AL OÍDO DEL CRISTO
A Torres-Rioseco

I
 

   Cristo, el de las carnes en gajos abiertas;
Cristo, el de las venas vaciadas en ríos:
estas pobres gentes del siglo están muertas
de una laxitud, de un miedo, de un frío!

   A la cabecera de sus lechos eres,
sí te tienen, forma demasiado cruenta,
sin esas blanduras que aman las mujeres
y con esas marcas de vida violenta.

   No te escupirían por creerte loco,
no fueran capaces de amarte tampoco
así, con sus ímpetus laxos y marchitos.

   Porque como, Lázaro ya hieden, ya hieden,
por no disgregarse, mejor no se mueven.
¡Ni el amor ni el odio les arrancan gritos!

II
 

   Aman la elegancia de gesto y color,
y en la crispadura tuya del madero,
en tu sudar sangre, tu último temblor
y el resplandor cárdeno del Calvario entero.

   Les parece que hay exageración
y plebeyo gusto; el que Tú lloraras
y tuvieras sed y tribulación,
no cuaja en sus ojos dos lágrimas claras.

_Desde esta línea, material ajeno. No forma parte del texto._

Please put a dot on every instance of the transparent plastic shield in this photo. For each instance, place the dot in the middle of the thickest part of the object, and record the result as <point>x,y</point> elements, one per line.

   Tienen ojo opaco de infecunda yesca,
sin virtud de llanto, que limpia y refresca;
tienen una boca de suelto botón

mojada en lascivia, ni firme ni roja;
¡y como de fines de otoño, así, floja
e impura, la poma de su corazón!

III
 

....¡Oh Cristo! un dolor les vuelva a hacer viva
l`alma que les diste y que se ha dormido,
que se la devuelva honda y sensitiva,
casa de amargura, pasión y alarido.

   ¡Garfios, hierros, zarpas, que sus carnes hiendan
tal como se hienden quemadas gavillas;
llamas que a su gajo caduco se prendan,
llamas de suplicio: argollas, cuchillas!

   ¡Llanto, llanto de calientes raudales
renueve los ojos de turbios cristales
y les vuelva el viejo fuego del mirar!

   ¡Retóñalos desde las entrañas, Cristo!
Si ya es imposible, si Tú bien lo has visto,
si son paja de eras... ¡desciende a aventar!